Психологи занимают такую позицию, что если в семье уже происходит насилие, избиения, то здесь примирение не сработает. Даже если на время семья сойдется, к сожалению, это может привести, рано или поздно, к какому-то тяжкому последствию для здоровья и жизни
– Нет, мы не слышали о процедуре примирения в других республиках, кроме Чечни. По чеченским (традициям), действительно, эта практика до сих пор существует. Но, к сожалению, и психологи занимают такую позицию, что если в семье уже происходит насилие, избиения, то здесь примирение не сработает. Даже если на время семья сойдется, то сам характер домашнего насилия – это цикличность, повторяемость и усиление каждого последующего эпизода. К сожалению, это может привести, рано или поздно, к какому-то тяжкому последствию для здоровья и жизни. Это может быть позитивным решением вопроса, если в семье нет насилия, а есть какие-то другие конфликты, которые им помогают разрешить. Опять вопрос: насколько при этих переговорах учитывается позиция женщины? То, что мы слышали, это, как правило, такое, одностороннее давление: «Ты должна вернуться, терпеть», никаких изменений муж не должен предпринимать, но все изменения должна на себя женщина принять – выслушать все его претензии и как бы с ними согласиться. Наоборот, к сожалению, не действует. Поэтому женщин возвращают в семью, но на тех же условиях, в которых они не смогли уже в этой семье жить. Конечно, это все временно, и хорошо, если никто никого не убьет, к сожалению.
– А существует в России такое понятие как «медиация родителей»?

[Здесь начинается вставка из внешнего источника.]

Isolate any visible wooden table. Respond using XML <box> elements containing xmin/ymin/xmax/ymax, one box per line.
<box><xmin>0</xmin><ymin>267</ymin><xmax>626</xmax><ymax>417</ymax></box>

– Да, медиация – это действительно очень хороший механизм, у нас есть закон федеральный о медиации, и теоретически родители могут обратиться к такому специалисту – есть сертифицированный, проходящий обучение квалифицированный персонал. Но это не очень распространенная практика, потому что государство фактически это финансово не поддерживает, т.е. семья должна сама нанять этого человека. Если бы такие медиаторы и обученные, именно сертифицированные - были хотя бы при муфтияте, если мы берем Кавказ, или при каких-то других государственных органах, то это было бы прекрасно, потому что родители могли бы договориться о местожительстве и порядке общения с детьми. Судебный процесс – это слишком долгий и нещадящий ни для какой из сторон – ни для родителей, ни для детей. Поэтому решать этот вопрос путем обращения к медиатору – это хорошая практика, которая во многих странах мира успешно себя зарекомендовала, но, конечно, здесь нужна поддержка государства.
– Год был очень тяжелый, как мы знаем, карантин, коронавирус… Какое событие года в вашей деятельности вы можете назвать самым успешным?
– Если брать Северный Кавказ, то у нас в суд были переданы дела или даже завершились приговорами, довольно знаковые. Т.е. первое дело о женском обрезании в Ингушетии было передано на рассмотрение в суд, есть обвиняемые; дело об убийстве Лизы Могушковой – она стала жертвой, фактически, убийства т.н. защиты чести, а сотрудники полиции публиковали видео с ее лицом, провоцируя таким образом то, что ее убил собственный брат. Эти сотрудники полиции тоже сейчас привлекаются к уголовной ответственности, дело в отношении их передано в суд, и мы рады, что не односторонне эта проблема рассматривается, не только как семейный конфликт, но что государство фактически спровоцировало эту ситуацию. Несколько приговоров было, тоже успешных, о насилии в отношении детей. Мы мало об этом писали, потому что это закрытые истории.
Если более глобально посмотреть, то несмотря на то, что проблема домашнего насилия очень плохо продвигается в нашей стране, мы сейчас очень надеемся на Европейский суд по правам человека, потому что он коммуницировал т.н. пилотное дело, которое может уже повлиять, обязать Россию принять закон, более жестко, чем это было по предыдущим постановлениям. Как раз в начале этого 20-го года мы завершали переписку с судом, и подробно аргументировали нашу позицию о том, каким должен быть закон, как быстро он должен быть принят. Я думаю, что глобально, для всей России, это, наверное, самый большой результат.